In Ruth Fielding's arms the unfortunate girl told a story that, if supremely silly from one standpoint, was a perfectly natural and not uncommon story.
She was a girl, born and brought up in a quiet, small town, living in the biggest and finest house in that town, yet having suffered actual privations all her life for the sake of keeping up appearances.
The Frayne family was supposed to be wealthy. Not as wealthy as a generation or so before; still, the Fraynes were looked upon as the leaders in local society.
There was now only an aunt, Rebecca, a younger sister, and a brother who was in New York struggling upward in a commission house.
"And if it were not for the little Fred can spare me and sends me twice a month, I couldn't stay here," Rebecca confessed during this long talk with Ruth. "He's the best boy who ever lived."
"He must be," Ruth agreed. "I'd be glad to have a brother like that."
Rebecca had been hungry for books. She had always hoped to take a college course.
"But I was ignorant of everything," she sighed.
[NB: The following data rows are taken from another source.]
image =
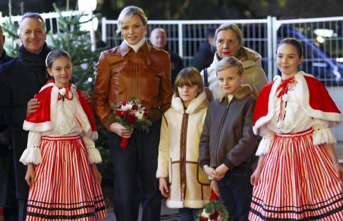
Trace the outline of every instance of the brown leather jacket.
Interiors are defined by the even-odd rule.
[[[102,124],[114,121],[108,116],[110,103],[138,98],[155,121],[170,107],[172,96],[168,53],[146,42],[135,53],[124,42],[102,52],[97,64],[93,106]]]

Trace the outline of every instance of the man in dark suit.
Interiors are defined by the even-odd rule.
[[[3,49],[5,35],[0,25],[0,65],[13,59]],[[0,206],[3,208],[4,221],[16,220],[18,200],[16,198],[13,150],[11,145],[10,128],[0,124]]]
[[[182,58],[176,53],[166,48],[167,46],[167,33],[163,29],[160,28],[154,28],[150,33],[150,43],[151,45],[159,49],[166,51],[171,56],[171,69],[172,72],[172,86],[173,87],[175,79],[177,74],[185,67],[183,65]]]

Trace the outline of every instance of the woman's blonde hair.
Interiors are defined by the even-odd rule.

Ruth gathered, too, that the aunt, who was at the nominal head of the Frayne household, was also ignorant. This Aunt Emmy seemed to be an empty-headed creature who thought that the most essential thing for a girl in life was to be fancifully dressed, and to attain a position in society.
Aunt Emmy had evidently filled Rebecca's head with such notions. The girl had come to Ardmore with a totally wrong idea of what it meant to be in college.
"Why! some of these girls act as waitresses," said Rebecca. "I couldn't do that even to obtain the education I want so much. Oh! Aunt Emmy would never hear to it."
"It's a perfectly legitimate way of helping earn one's tuition," Ruth said.